Fatherland is one of those "What If" movies that leaves you wishing the moviemakers had just left the entire subject alone. It's based on the novel of the same name, and it's distinctive in that it's the only film we've seen in which the guy wearing the swastika is the good guy. And no, it's not a disguise.
This made-for-HBO film is set in the mid-1960's, and the premise is that Nazi Germany encompasses all of Europe, due to the fact that the US beat the crap out of Japan in retribution for Pearl Harbor and then stayed out of the European theater of World War II. "Germania" has finally opened its borders to the US, Hitler (still alive and "sieg"-ing) wants to talk treaties with the President, and a group of American journalists are at hand to record the whole thing.
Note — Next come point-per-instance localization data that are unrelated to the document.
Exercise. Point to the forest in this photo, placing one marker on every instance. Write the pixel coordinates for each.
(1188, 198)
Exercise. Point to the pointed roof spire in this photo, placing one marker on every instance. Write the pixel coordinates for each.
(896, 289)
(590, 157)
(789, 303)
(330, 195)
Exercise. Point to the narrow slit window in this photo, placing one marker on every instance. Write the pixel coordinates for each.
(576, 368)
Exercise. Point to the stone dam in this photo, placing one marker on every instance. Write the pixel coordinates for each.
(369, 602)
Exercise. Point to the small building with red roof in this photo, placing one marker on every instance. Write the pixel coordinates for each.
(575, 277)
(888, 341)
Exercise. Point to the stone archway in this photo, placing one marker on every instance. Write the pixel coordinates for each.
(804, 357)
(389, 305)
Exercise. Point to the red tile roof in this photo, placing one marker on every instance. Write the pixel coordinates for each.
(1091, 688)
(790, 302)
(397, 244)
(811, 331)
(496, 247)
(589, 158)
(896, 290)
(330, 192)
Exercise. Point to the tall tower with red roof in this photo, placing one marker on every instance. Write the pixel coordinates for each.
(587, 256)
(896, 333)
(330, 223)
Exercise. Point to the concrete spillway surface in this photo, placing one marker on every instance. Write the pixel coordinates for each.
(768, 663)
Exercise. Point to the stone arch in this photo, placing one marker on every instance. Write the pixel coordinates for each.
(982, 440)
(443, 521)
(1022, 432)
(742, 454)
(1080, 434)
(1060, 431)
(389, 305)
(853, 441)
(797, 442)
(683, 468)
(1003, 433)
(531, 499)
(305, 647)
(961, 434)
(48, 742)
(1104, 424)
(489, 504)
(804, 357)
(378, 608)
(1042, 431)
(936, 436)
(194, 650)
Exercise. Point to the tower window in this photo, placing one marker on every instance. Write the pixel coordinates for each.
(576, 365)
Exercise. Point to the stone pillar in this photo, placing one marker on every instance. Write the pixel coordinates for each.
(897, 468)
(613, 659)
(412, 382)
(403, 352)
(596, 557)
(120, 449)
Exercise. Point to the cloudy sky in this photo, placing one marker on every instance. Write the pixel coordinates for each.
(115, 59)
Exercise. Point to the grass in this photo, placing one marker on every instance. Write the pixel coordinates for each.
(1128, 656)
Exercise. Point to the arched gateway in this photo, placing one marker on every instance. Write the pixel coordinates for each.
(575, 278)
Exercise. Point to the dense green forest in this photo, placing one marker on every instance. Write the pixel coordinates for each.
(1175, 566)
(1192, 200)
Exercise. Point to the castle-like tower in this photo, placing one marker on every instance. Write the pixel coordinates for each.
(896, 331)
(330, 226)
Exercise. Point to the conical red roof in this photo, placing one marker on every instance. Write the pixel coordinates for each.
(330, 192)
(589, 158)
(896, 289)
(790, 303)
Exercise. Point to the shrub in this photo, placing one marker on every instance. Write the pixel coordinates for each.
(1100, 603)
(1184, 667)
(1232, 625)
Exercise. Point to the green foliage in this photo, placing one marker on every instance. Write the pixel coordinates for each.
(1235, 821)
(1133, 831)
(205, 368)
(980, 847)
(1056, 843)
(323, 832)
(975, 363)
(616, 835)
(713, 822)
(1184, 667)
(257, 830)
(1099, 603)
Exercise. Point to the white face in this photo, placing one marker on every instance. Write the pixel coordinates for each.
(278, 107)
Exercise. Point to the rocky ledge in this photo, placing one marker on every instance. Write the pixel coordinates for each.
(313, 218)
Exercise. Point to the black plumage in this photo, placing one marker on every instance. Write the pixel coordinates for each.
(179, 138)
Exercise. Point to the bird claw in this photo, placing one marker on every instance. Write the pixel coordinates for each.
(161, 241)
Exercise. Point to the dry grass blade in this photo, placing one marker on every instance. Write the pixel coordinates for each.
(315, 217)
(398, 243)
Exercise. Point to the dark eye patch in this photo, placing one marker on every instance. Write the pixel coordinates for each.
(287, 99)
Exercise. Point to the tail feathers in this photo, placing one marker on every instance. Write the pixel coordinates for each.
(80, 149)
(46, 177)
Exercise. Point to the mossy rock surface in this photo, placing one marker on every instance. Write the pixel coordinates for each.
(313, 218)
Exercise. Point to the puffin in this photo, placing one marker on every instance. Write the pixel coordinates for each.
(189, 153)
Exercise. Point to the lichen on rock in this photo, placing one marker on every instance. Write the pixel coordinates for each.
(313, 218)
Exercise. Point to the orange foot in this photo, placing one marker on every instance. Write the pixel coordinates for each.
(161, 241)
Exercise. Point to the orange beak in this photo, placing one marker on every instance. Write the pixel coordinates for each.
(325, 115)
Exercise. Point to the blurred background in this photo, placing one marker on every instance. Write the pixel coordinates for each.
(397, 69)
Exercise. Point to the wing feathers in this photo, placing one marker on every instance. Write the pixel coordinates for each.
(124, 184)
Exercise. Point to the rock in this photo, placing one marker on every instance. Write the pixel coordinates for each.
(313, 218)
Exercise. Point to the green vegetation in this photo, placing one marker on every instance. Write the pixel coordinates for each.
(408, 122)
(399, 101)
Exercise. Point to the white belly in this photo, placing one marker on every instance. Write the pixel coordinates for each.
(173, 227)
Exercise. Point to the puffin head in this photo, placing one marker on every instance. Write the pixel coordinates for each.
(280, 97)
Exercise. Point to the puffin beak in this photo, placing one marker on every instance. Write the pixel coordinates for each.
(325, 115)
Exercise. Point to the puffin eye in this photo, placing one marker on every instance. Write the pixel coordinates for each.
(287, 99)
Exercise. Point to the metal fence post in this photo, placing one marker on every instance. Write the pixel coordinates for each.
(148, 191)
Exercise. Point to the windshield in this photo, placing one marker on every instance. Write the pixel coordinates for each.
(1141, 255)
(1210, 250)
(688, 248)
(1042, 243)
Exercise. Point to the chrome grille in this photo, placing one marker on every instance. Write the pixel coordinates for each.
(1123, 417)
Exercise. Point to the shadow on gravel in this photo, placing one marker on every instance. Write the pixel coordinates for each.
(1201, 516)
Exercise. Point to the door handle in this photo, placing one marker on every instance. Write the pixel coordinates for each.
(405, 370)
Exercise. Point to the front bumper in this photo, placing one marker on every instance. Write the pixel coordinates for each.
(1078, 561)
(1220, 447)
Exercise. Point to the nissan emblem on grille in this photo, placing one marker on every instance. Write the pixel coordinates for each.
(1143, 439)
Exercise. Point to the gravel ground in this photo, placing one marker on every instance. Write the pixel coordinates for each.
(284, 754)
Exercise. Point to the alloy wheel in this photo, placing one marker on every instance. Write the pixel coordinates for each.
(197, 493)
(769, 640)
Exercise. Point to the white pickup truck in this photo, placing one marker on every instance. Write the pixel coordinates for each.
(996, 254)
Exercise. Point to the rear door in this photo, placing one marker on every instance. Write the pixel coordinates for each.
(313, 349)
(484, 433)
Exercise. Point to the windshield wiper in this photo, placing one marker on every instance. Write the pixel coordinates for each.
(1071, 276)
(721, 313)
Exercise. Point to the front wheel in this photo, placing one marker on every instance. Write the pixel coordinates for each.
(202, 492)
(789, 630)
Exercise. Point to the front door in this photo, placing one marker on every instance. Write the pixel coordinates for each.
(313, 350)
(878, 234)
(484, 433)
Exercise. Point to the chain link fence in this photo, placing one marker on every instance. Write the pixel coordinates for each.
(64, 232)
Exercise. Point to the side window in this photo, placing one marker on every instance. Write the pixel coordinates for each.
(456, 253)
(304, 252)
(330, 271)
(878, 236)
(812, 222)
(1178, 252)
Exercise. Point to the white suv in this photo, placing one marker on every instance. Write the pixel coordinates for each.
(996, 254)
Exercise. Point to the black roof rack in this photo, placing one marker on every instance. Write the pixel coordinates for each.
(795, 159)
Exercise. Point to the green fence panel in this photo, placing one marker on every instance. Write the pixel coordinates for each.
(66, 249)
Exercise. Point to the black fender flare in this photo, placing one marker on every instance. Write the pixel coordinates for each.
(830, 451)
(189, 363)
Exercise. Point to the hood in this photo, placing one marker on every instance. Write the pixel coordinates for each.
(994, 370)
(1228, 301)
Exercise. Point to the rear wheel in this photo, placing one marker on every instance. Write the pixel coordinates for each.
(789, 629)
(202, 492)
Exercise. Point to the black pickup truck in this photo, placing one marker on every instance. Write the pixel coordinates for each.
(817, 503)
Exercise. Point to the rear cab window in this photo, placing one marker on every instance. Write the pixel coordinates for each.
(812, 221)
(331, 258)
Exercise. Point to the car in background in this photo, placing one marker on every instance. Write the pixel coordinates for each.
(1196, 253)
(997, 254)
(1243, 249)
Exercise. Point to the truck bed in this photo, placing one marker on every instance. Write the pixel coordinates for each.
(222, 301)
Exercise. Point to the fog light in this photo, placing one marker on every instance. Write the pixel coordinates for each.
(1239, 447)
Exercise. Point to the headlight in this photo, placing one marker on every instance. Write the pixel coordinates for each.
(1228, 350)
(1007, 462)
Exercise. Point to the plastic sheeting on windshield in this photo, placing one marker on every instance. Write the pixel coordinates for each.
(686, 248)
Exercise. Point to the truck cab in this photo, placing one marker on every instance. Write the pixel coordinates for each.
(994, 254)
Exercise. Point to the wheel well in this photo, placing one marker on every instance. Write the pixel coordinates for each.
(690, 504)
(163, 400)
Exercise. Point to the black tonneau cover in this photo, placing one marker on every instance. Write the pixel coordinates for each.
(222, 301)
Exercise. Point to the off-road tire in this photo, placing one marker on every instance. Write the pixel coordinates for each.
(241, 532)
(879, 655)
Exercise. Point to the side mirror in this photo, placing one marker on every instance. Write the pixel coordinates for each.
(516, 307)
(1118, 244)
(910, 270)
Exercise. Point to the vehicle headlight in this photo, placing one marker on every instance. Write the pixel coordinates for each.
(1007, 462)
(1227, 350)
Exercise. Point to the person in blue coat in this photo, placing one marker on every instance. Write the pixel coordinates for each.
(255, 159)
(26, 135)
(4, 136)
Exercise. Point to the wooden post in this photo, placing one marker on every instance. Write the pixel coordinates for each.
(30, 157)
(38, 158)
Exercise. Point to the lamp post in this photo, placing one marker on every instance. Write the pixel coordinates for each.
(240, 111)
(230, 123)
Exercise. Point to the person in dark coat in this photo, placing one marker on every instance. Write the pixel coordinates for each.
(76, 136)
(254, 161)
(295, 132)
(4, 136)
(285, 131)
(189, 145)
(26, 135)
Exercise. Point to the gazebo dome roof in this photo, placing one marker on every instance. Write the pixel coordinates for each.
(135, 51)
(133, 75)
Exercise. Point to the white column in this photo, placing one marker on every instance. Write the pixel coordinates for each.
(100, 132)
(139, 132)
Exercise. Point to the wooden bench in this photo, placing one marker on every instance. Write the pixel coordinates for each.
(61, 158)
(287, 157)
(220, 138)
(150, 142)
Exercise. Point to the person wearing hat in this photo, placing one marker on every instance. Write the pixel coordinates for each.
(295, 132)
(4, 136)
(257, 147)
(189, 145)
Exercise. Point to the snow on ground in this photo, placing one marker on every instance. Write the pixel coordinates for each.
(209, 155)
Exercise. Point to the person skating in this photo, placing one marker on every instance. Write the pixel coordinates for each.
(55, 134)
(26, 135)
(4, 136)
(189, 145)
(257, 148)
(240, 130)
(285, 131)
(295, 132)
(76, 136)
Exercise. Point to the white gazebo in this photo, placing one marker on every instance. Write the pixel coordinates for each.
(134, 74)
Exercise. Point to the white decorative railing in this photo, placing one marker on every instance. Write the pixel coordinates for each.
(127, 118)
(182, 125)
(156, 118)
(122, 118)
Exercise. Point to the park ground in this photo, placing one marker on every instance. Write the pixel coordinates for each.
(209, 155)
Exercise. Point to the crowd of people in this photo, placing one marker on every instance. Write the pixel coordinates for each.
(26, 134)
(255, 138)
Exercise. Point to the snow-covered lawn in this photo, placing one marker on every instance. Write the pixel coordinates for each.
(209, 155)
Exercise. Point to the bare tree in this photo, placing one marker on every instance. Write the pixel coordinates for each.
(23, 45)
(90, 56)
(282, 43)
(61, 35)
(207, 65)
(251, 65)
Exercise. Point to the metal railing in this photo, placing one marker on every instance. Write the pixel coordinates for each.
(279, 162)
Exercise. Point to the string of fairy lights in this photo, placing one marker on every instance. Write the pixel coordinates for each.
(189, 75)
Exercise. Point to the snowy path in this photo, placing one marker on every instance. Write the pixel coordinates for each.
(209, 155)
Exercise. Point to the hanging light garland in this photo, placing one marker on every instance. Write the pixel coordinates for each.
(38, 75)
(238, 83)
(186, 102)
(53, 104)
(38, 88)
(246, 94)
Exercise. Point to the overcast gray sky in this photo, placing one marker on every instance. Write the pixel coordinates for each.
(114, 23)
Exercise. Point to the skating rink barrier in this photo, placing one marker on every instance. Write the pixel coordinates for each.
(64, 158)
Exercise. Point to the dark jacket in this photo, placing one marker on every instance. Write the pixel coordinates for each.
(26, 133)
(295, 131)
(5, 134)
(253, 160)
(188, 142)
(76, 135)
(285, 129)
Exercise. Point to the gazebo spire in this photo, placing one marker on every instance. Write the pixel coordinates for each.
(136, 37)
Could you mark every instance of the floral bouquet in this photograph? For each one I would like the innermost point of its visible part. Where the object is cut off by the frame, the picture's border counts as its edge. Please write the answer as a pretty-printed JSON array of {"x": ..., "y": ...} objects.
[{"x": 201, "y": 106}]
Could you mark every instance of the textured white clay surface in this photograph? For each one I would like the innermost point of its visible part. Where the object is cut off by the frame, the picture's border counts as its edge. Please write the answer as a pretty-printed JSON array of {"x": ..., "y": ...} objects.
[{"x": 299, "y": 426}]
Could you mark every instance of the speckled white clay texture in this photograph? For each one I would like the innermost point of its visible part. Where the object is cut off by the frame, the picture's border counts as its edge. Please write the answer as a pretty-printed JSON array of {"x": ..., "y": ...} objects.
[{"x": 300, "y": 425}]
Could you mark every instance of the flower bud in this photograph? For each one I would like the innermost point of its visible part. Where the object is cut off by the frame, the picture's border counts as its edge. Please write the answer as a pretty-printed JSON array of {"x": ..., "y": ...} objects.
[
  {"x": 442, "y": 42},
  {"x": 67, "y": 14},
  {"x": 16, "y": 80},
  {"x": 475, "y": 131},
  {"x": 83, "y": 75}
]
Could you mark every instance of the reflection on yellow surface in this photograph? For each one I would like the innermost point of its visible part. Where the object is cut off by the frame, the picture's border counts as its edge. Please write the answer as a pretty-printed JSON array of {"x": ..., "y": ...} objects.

It's one of these journalists, Charlie Maguire (played by the always lovely Miranda Richardson), who stumbles onto a series of murders being investigated by an SS cop, Xavier March. March, played by the seemingly-omnipresent-in-the-video-store-these-days Rutger Hauer, is convinced that the Gestapo are somehow involved, and he's out to find out why. The movie leads us to believe that there is no love lost between the SS and the Gestapo. After some digging, it turns out that each of the victims were high-level officials during the war, and they all know something that Hitler would rather be kept a secret.
Fatherland's main problem is that no one really seems to care about anything that happens, either in the plot or in their acting performances. Hauer routinely plays his part close to the hip, almost sotto voce, and we wonder if the man has had an genuine emotion since Blade Runner. If so, we certainly can't tell by this picture. Richardson is a Brit playing an American pronouncing German words; the accent that results is inconsistent at best. She follows the plot and Hauer's emotional lead dutifully until the last minutes of the film, when some drama is finally provided by one of our favorite British actresses, Jean Marsh. In fact, it's the character actors that provided some acting relief in this film: the principal actors bored us to tears.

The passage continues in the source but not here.